Desi Mundo, Founder, Community Rejuvenation Project

Desi Mundo is the founder of the Community Rejuvenation Project. Over the past three years, under his direction, CRP has produced more than 100 murals, primarily in the Bay Area as well as Chicago, Albuquerque, and Bologna, Italy. As an artist, he collaborated with influential aerosol artists such as ZORE, P.H.A.S.E.2, VULCAN, and RAVEN. Desi also has a long history as an educator and youth worker in K-12 schools, such as Oakland Unity High School, ARISE, Calvin Simmons, and OASIS in Oakland for the past 13 years. He has been recognized with a “Best of the Bay” Award by the East Bay Express for his monthly youth art series, the “Weekend Wake-Up.” Desi has a long history of community organizing and public art advocacy. He received the “Rising Leaders Fellowship from the Youth Leadership Institute in 2005. He has worked with numerous non-profit and community organizations, such as Urban Tilth, Restorative Justice for Oakland Youth, and United Roots forming lasting partnerships and powerful alliances. Desi has organized and painted murals that can be found all over the Bay Area, as well as in Chicago, Santa Fe, Montana and South Dakota. He is the founder of the Community Rejuvenation Project. He facilitates an after-school mural workshop called the Arrow-Soul Council.

Readings & Assignments

12/19/16 UPDATE: Meet at Center for New Music at 9:30am for coffee and light breakfast, then we’ll go on a walking tour of the Tenderloin led by Del Seymour (10am-11:30am).

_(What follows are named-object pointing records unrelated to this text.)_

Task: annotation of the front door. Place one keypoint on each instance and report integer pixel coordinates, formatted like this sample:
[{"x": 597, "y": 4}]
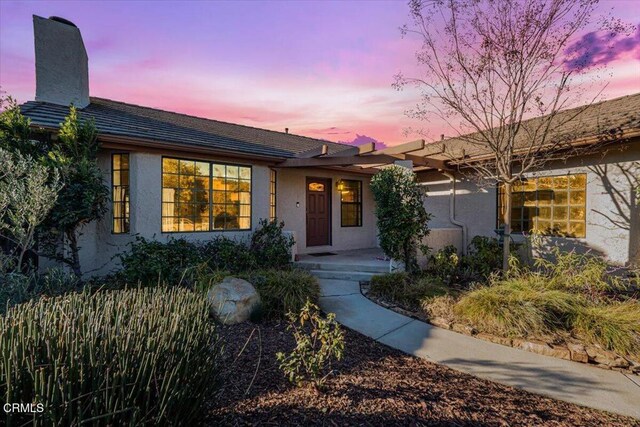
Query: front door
[{"x": 318, "y": 211}]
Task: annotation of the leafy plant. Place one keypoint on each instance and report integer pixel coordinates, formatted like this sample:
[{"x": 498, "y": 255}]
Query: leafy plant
[
  {"x": 401, "y": 217},
  {"x": 150, "y": 262},
  {"x": 222, "y": 253},
  {"x": 283, "y": 291},
  {"x": 408, "y": 290},
  {"x": 84, "y": 195},
  {"x": 270, "y": 246},
  {"x": 28, "y": 192},
  {"x": 318, "y": 341},
  {"x": 133, "y": 357}
]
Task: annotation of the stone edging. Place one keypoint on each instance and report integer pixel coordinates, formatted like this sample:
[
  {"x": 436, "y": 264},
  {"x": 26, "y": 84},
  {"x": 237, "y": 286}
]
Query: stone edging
[{"x": 575, "y": 352}]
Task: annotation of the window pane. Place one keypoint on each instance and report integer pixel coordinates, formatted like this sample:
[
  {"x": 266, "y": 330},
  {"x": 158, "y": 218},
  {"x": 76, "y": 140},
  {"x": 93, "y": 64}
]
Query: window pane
[
  {"x": 120, "y": 192},
  {"x": 556, "y": 208}
]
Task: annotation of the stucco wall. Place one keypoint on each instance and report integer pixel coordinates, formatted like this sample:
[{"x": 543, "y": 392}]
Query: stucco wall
[
  {"x": 613, "y": 214},
  {"x": 292, "y": 190},
  {"x": 99, "y": 245}
]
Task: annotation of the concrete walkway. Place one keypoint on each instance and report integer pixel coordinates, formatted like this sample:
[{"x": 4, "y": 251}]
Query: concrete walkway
[{"x": 560, "y": 379}]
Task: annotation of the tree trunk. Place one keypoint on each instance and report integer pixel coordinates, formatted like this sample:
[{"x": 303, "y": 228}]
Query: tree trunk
[
  {"x": 75, "y": 253},
  {"x": 506, "y": 219}
]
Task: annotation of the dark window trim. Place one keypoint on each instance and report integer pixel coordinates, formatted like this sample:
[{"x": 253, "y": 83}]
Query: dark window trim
[
  {"x": 211, "y": 163},
  {"x": 586, "y": 195},
  {"x": 113, "y": 219},
  {"x": 275, "y": 194},
  {"x": 358, "y": 203}
]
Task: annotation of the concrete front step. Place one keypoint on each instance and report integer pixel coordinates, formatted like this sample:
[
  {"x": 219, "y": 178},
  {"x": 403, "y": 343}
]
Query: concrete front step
[
  {"x": 343, "y": 275},
  {"x": 368, "y": 268}
]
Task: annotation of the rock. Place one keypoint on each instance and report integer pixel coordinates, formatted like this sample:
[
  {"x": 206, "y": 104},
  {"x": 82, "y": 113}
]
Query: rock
[
  {"x": 233, "y": 300},
  {"x": 541, "y": 347},
  {"x": 440, "y": 322},
  {"x": 463, "y": 329},
  {"x": 578, "y": 352},
  {"x": 606, "y": 358}
]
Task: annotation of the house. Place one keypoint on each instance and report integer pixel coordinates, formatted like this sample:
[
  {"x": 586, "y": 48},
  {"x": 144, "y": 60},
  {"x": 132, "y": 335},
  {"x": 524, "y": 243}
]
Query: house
[{"x": 174, "y": 175}]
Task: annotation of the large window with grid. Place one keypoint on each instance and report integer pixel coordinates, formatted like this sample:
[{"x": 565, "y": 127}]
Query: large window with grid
[
  {"x": 120, "y": 192},
  {"x": 350, "y": 203},
  {"x": 273, "y": 175},
  {"x": 550, "y": 205},
  {"x": 205, "y": 196}
]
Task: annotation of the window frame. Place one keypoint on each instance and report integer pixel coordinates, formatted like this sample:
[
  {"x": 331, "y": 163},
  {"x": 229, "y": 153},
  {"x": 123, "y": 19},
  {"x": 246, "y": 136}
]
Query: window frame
[
  {"x": 210, "y": 190},
  {"x": 569, "y": 206},
  {"x": 127, "y": 212},
  {"x": 359, "y": 204},
  {"x": 273, "y": 185}
]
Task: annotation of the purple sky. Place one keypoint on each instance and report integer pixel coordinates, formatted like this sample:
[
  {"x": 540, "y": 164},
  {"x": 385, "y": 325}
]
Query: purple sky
[{"x": 322, "y": 69}]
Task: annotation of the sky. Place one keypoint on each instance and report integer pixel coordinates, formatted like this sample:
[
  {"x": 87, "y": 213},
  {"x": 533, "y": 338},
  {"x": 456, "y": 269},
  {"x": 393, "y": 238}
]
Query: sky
[{"x": 322, "y": 69}]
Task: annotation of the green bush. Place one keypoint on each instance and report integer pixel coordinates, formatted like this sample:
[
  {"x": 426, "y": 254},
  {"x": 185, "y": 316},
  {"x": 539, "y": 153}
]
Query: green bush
[
  {"x": 614, "y": 326},
  {"x": 222, "y": 253},
  {"x": 17, "y": 288},
  {"x": 283, "y": 291},
  {"x": 519, "y": 308},
  {"x": 318, "y": 341},
  {"x": 270, "y": 246},
  {"x": 150, "y": 262},
  {"x": 135, "y": 357},
  {"x": 407, "y": 290}
]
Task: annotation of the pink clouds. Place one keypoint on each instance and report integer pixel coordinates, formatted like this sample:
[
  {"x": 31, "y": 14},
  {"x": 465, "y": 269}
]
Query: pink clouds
[{"x": 601, "y": 48}]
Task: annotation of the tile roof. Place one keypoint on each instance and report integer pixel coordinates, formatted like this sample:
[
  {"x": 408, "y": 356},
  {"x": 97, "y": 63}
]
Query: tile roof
[
  {"x": 615, "y": 114},
  {"x": 133, "y": 121}
]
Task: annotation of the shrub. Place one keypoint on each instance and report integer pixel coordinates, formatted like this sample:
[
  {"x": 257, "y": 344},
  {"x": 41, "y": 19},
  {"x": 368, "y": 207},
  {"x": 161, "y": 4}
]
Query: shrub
[
  {"x": 519, "y": 308},
  {"x": 135, "y": 357},
  {"x": 17, "y": 288},
  {"x": 270, "y": 246},
  {"x": 222, "y": 253},
  {"x": 401, "y": 216},
  {"x": 614, "y": 326},
  {"x": 318, "y": 341},
  {"x": 150, "y": 262},
  {"x": 407, "y": 290},
  {"x": 283, "y": 291}
]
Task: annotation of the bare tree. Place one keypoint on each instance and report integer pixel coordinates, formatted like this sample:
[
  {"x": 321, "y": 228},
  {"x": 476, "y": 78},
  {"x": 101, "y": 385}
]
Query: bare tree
[{"x": 488, "y": 66}]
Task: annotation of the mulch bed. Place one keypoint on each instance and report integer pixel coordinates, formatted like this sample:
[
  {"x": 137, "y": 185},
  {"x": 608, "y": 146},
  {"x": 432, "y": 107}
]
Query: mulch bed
[{"x": 373, "y": 385}]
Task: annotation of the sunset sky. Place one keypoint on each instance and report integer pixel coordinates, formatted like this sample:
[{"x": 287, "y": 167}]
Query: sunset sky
[{"x": 322, "y": 69}]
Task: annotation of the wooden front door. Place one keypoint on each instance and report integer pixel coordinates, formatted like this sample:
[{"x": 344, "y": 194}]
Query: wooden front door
[{"x": 318, "y": 211}]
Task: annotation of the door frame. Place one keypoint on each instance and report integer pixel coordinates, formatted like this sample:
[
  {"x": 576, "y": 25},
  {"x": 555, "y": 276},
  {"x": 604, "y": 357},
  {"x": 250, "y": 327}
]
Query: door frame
[{"x": 329, "y": 183}]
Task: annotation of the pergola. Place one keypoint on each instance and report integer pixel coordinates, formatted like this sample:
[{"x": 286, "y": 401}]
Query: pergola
[{"x": 365, "y": 158}]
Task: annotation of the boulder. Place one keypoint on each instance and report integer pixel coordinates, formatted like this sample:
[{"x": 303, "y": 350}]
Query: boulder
[{"x": 233, "y": 300}]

The Creative City by Charles Landry p.11-31 (artists p. 15)

Knight Cities: A conversation with Theaster Gates:

Healthy Arts Ecosystem by Createquity

Reading reflection questions:

  • How can a focus on creativity change the way our cities work?
  • What is the ideal role of artist and creative place-makers in the civic landscape?
  • What is the reality of the role in most urban centers?
  • Identify some possible actions to change that role.

Assignments:

(1)Identify two Bay Area organizations that stand out for you. Gather information about them and how they are connected to one another (doesn’t matter how, you can use your imagination). In reference to your two organizations, consider:

  • What is the connection between them?
  • How do they play off of one another?
  • Do they share audience?
  • Examine similar themes in their work?
  • Do they seek the same funding? What else?

(2)Prepare a 15 minute presentation for January session with at least 2 possible final project ideas

Group Assignment: Prepare to share the outline and structure of your focus project with the larger group. Each group will be given 15 minutes for presentation and 20 minutes for question and answer/refinement.

  • You will be asked the following questions about the project:
    • Is it a product/service/event?
    • Is it a relationship building enterprise?
    • Is it s a communications platform, getting ideas and information to people?
    • Is it something that can be scaled larger?
    • Does it work best as a small venture?
    • How will you measure success?
    • How will this add to the conversations taking place now and in five years in the Bay Area arts?